Les joutes politiques des derniers mois, en particulier dans le contexte des élections européennes du 9 juin, ne laissent guère de place positive aux sujets qui traitent de l’environnement. Dans ce domaine, on assiste à des reculs en tous genres : depuis la suspension du plan Écophyto, qui entend lutter contre l’usage massif des pesticides, les faveurs accordées aux NGT (ces nouveaux «quasi-OGM»), en passant par la tolérance affichée vis-à-vis de la destruction d’espèces protégées… mais non-intentionnelle (oups !).
Bien sûr, rien de tout cela ne pourra aider les petits agriculteurs vertueux, étranglés par les circuits de distribution ou la concurrence déloyale ; ou encore ceux et celles qui s’essaient à l’agroécologie ou au bio. Rien donc qui pourrait réellement permettre de nourrir les Français·es, et de les garder en bonne santé, de concert avec une bonne gestion de l’environnement.
Les Français·es se soucient pourtant très sincèrement des questions environnementales ; sans oublier tous ces scientifiques, écologues, agronomes ou médecins qui prennent la parole publiquement pour dire leur extrême inquiétude quant à la dégradation des écosystèmes naturels. Pendant ce temps, une partie notable de la classe politique s’obstine à rétropédaler.

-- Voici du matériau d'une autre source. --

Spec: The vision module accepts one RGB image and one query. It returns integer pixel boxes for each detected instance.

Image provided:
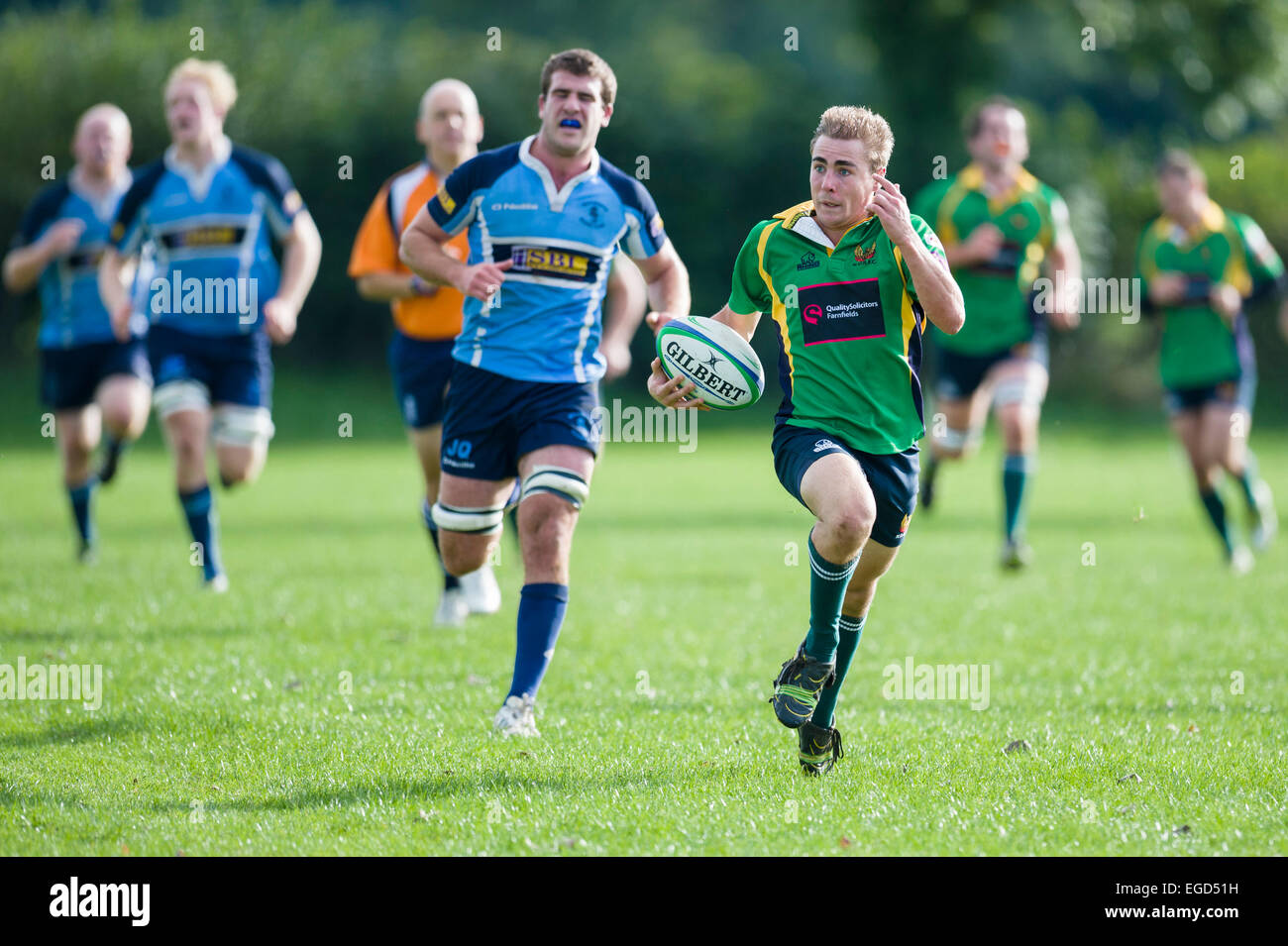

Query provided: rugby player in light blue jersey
[4,104,152,562]
[400,49,690,736]
[99,59,322,590]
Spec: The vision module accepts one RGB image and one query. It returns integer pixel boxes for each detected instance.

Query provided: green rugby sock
[1199,489,1234,555]
[1002,453,1037,542]
[810,614,867,728]
[805,533,859,663]
[1237,451,1259,513]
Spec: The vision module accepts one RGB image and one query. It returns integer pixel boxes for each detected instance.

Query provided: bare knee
[814,497,877,562]
[438,529,496,578]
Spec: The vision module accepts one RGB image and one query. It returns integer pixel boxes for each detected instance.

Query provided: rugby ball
[657,315,765,410]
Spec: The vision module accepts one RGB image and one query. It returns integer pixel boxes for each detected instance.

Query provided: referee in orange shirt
[349,78,501,627]
[349,78,648,627]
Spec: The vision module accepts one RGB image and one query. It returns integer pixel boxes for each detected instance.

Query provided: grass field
[0,385,1288,855]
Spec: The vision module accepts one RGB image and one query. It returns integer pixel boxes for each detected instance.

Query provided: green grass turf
[0,403,1288,855]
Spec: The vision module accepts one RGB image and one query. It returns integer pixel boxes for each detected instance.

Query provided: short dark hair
[1154,148,1207,181]
[541,49,617,107]
[962,95,1024,142]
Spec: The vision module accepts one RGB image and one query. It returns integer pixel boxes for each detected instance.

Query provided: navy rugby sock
[506,583,568,699]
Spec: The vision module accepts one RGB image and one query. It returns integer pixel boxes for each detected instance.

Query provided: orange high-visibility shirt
[349,160,471,340]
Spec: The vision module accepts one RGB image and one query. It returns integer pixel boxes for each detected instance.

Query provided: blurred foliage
[0,0,1288,407]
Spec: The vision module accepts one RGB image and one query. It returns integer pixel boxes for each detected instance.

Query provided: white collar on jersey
[519,135,599,214]
[787,214,836,250]
[164,135,233,201]
[67,167,134,223]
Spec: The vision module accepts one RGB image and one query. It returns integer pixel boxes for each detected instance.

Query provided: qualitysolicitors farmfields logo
[0,657,103,712]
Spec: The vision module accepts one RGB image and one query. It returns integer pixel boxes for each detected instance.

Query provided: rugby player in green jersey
[649,106,965,775]
[913,96,1081,568]
[1136,152,1288,572]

Un peu comme si les tenants des partis dominants (d’après les sondages !) pensaient échapper à ces questions cruciales, et à la réalité, en pratiquant une sorte de pensée magique technocratique. Ou en cultivant l’ignorance.

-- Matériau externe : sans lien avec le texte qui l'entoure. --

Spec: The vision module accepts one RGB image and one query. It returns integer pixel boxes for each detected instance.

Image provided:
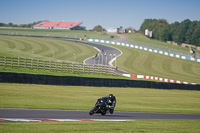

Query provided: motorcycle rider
[96,94,116,114]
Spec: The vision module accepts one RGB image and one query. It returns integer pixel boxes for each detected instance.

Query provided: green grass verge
[0,28,117,40]
[0,120,200,133]
[0,36,98,62]
[0,83,200,113]
[97,44,200,83]
[125,33,200,54]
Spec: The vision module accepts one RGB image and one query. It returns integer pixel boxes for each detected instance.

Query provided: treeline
[0,21,42,28]
[0,20,86,30]
[140,19,200,46]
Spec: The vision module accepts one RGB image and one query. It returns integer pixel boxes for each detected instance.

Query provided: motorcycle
[89,98,110,115]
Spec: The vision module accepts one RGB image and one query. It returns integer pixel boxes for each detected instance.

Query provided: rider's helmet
[108,94,114,100]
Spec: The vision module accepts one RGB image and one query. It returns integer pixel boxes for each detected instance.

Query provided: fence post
[24,58,27,69]
[43,61,46,71]
[72,63,74,73]
[56,62,58,72]
[49,61,51,72]
[61,62,63,72]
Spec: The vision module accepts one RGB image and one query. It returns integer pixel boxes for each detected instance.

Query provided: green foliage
[0,83,200,113]
[0,21,42,28]
[0,120,200,133]
[140,19,200,46]
[92,25,103,32]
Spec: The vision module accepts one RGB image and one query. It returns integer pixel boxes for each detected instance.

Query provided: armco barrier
[0,72,200,90]
[117,73,196,85]
[87,39,200,62]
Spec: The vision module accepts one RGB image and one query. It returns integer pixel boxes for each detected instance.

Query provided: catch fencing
[0,56,116,75]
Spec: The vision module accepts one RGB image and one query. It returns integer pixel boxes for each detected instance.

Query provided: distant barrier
[0,72,200,91]
[0,56,116,75]
[87,39,200,62]
[117,73,196,85]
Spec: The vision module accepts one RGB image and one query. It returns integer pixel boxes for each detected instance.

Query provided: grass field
[0,36,98,63]
[0,120,200,133]
[0,28,117,40]
[0,83,200,113]
[125,33,200,56]
[101,44,200,83]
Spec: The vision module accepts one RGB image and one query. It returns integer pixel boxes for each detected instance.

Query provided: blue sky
[0,0,200,30]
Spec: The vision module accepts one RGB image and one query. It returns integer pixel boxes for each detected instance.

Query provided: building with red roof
[32,21,83,30]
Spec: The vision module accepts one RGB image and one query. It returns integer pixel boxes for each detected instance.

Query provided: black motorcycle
[89,98,110,115]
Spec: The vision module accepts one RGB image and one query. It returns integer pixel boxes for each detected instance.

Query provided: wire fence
[0,56,116,75]
[126,40,200,59]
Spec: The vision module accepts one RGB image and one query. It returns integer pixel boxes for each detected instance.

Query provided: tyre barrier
[0,72,200,90]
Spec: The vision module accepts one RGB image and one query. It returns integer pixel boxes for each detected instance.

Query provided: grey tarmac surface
[0,108,200,120]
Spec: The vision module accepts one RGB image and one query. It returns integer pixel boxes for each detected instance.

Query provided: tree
[92,25,103,32]
[71,26,86,30]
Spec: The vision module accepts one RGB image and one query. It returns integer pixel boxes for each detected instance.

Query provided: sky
[0,0,200,30]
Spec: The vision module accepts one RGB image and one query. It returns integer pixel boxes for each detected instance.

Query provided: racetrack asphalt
[0,108,200,120]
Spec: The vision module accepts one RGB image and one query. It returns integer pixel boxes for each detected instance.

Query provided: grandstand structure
[32,21,83,30]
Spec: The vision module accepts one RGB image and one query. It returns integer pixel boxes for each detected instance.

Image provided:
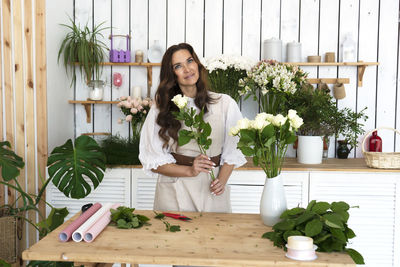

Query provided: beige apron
[154,103,231,212]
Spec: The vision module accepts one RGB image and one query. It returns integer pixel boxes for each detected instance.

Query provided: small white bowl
[286,244,318,261]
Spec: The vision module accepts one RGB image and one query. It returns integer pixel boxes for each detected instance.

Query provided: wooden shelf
[68,100,119,123]
[283,61,379,87]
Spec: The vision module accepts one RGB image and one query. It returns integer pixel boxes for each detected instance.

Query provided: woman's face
[172,49,199,90]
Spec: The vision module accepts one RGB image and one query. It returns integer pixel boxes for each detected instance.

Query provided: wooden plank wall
[64,0,400,157]
[0,0,47,264]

En somme, la préoccupation environnementale est prise en tenaille entre le premier de la classe et le cancre. Le premier de la classe cultive la pensée magique, pensant résoudre les crises du climat et de la biodiversité grâce à la captation du carbone, l’avion à l’hydrogène ou les plantes génétiquement modifiées. Cela séduit ceux et celles qui aiment leurs propres modes de vie à forte empreinte et ont foi dans la technologie pour trouver les solutions aux problèmes qu’ils et elles ont eux-mêmes créés. Tous ceux et toutes celles qui ont une confiance aveugle (c’est bien le mot) dans la technologie et l’érigent en totem social ou de pouvoir.
Le cancre, quant à lui, est versatile dans l’ignorance, mais il prend systématiquement le contre-pied de la science, surtout quand elle est contrariante, et prétend défendre tout ce qui est local. Il oublie la réciprocité des échanges et que les frontières n’arrêtent ni le gaz carbonique ni le loup. Ce faisant, il amuse la galerie et se fait plein de «potes».

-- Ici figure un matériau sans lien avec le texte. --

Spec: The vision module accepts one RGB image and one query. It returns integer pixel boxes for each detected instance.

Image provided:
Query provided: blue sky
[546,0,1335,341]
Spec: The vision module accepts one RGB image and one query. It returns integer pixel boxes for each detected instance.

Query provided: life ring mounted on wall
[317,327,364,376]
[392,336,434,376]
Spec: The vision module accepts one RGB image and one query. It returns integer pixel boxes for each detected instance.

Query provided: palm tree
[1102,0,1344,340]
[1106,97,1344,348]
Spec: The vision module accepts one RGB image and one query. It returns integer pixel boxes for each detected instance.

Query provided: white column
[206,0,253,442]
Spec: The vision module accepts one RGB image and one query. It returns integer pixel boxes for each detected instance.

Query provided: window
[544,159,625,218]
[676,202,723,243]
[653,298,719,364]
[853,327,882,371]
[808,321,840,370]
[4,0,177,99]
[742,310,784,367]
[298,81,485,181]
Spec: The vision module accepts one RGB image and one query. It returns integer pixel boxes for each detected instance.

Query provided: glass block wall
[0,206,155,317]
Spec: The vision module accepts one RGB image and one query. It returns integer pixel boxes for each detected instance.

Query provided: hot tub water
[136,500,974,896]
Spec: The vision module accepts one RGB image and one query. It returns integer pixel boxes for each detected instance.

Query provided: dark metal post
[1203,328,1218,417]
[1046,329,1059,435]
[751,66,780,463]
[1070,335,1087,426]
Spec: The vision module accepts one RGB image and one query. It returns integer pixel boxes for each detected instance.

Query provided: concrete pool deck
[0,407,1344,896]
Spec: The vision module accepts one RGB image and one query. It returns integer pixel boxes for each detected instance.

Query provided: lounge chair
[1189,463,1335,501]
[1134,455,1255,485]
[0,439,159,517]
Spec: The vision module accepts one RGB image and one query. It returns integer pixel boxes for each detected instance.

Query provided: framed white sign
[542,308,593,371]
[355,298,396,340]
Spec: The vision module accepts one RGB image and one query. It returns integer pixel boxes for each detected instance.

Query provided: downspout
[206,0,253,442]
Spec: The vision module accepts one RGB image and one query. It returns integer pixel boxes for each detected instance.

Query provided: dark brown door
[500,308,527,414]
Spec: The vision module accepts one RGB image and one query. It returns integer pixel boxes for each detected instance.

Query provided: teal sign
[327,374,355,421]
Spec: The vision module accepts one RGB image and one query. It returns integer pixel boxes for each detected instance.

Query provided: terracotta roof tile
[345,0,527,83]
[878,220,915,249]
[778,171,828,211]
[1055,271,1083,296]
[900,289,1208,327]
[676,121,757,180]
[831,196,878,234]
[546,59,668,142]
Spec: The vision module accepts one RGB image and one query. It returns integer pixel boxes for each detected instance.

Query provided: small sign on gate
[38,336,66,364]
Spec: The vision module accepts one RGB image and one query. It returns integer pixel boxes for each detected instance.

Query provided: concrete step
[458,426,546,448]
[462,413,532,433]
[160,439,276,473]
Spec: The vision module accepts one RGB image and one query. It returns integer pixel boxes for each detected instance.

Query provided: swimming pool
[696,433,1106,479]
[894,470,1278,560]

Pour ma part, j’ai l’impression d’être revenu au collège, avec des forts en thème, bien peu réalistes et entichés de leur position dominante ; et des cancres, dont la popularité éphémère cache une ignorance et une inconséquence crasses.
Que faire, au final ? Attendre la fin de l’année scolaire et se dire que l’on tombera dans une classe plus sympa l’année prochaine ? Ou espérer la rixe qui conduira à l’exclusion du premier et du cancre ?
En matière de crises du climat et de la biodiversité, difficile d’attendre l’année prochaine ou la chute providentielle des mauvais tenants, au regard de l’extrême urgence de la situation.
On en viendrait à espérer stupidement la survenue d’un aléa majeur, comme la pandémie de Covid qui a momentanément figé la situation et laissé brièvement entrevoir un monde nouveau. Ce serait tragiquement oublier qu’elle a causé des millions de morts. Et c’est bien ce qui se passe désormais : entre pics de chaleur, feux, inondations, maladies émergentes et production alimentaire défaillante.
Réveillons-nous et n’attendons pas la sonnerie de la fin de la classe pour restaurer une vraie prise en compte de ce qui gouverne tous les aspects de nos vies : le climat et la biodiversité !
Par Philippe Grandcolas, écologue et directeur de recherche au CNRS.